The other pieces in the play likewise reveal their characters in their complete humanness. ‘The Seduction’ reveals the softer side of Pyotr Semyonych (an excellent performance by Salim Ghouse) who calls himself the greatest seducer of wives in the world, and wants to teach the audience a few trick of his trade. ‘The Audition’ takes the audience from hilarious raptures to the ultimate tragedy of life in a few seconds of an audition act by an aspiring actress (Anita Salim). ‘The Defenceless Creature’ sees a tragedy struck woman (Garima Arora) throw her rage, venom and fire on a gout stricken bank officer (Salim Ghouse) and his staff, and get away with the money she had come for, though in a wrong office. And finally, in the ‘The Arrangement’, a liberal father takes his adolescent son to a prostitute on his birthday to initiate him into manhood. The jitteriness of the young boy about to have his first time with a real girl is a real thing.

The Writer speaks

The six pieces are interconnected together by the character of the ‘Writer’ (Anton Chekhov played by Salim Ghouse) who takes the audience through his life journey, asking what he wished to do as a child. The answer is provided at the end, again after a question thrown to the audience. The Writer, through his interaction, makes the audience a very integral part of the play; a very amusing experience. In the Seduction piece, at the most pregnant moment of the story, when the character is to make a scripted choice of either walking back or carrying forward, he actually turns to the audience for their prompt (again scripted? but then how do we know!), and then makes his choice. A very cleverly plotted play this is.

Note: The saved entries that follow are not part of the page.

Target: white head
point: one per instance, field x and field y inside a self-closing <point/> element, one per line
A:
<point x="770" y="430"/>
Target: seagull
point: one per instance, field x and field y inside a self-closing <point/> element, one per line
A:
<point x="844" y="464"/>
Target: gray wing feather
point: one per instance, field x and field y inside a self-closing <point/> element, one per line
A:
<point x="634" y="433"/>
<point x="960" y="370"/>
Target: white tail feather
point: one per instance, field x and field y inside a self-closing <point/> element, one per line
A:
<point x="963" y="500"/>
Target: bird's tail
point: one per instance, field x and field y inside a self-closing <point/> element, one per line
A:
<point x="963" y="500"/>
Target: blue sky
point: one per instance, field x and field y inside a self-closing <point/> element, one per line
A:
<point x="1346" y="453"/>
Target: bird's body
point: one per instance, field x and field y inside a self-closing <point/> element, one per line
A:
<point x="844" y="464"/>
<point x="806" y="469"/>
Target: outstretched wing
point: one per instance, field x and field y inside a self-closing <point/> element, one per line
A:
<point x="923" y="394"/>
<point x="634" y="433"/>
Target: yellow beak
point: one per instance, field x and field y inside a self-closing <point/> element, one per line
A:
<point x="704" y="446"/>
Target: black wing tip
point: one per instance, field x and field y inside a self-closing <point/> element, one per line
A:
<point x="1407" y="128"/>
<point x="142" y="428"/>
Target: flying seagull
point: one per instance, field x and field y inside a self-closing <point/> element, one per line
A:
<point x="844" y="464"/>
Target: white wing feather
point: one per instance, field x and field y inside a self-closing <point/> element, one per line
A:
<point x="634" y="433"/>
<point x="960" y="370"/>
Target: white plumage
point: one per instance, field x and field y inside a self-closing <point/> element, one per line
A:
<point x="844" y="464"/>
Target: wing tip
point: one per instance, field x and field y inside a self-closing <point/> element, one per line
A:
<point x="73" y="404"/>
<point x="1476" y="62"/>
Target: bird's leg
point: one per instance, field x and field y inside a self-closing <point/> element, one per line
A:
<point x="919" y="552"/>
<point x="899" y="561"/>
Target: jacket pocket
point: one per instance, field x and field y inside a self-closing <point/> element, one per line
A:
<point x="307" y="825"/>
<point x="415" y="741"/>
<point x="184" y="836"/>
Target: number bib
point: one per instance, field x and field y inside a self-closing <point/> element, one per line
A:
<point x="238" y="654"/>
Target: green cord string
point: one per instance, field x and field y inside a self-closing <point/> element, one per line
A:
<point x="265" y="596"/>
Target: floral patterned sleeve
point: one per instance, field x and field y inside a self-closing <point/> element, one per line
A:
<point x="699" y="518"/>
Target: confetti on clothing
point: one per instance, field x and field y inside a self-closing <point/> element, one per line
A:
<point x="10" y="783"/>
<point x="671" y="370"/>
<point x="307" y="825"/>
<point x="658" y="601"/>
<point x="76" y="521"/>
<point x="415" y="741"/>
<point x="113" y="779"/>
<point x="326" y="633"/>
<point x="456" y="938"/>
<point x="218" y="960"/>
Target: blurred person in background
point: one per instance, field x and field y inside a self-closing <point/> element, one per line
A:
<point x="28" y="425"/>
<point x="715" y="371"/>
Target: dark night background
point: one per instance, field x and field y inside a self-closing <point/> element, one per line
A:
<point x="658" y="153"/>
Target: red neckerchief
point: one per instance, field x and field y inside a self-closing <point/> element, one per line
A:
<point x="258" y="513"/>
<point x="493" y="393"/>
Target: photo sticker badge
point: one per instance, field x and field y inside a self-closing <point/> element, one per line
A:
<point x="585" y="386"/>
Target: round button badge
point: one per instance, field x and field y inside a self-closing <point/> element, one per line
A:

The direction is faultless as the stories retain their focus, and the audience is kept on the toes throughout. The sets are minimal, some chairs and boxes, and a bed which was not required. The dresses bring out the Russian setting. Among the performers, KC Shankar easily brings out the laughs, though his actions are somewhat jerky. Anita Salim speaks her lines in a style which is her own. Garima Arora (in The Defenceless Woman) makes large movements, but delivers the required intensity. The 30+ generation will fondly remember Salim Ghouse, a multi-faceted personality, from his ‘Subaha’ teleserial days, and he doesn’t really have to make any effort to act; just talk and deliver the lines, and the rest gets done.

The play leaves the audience spellbound, and the amount of clapping heard after the performance was loud, clear and unstoppable. The stories awaken and bring out the compassion and love that lies in each one of us. A not-to-be-missed play.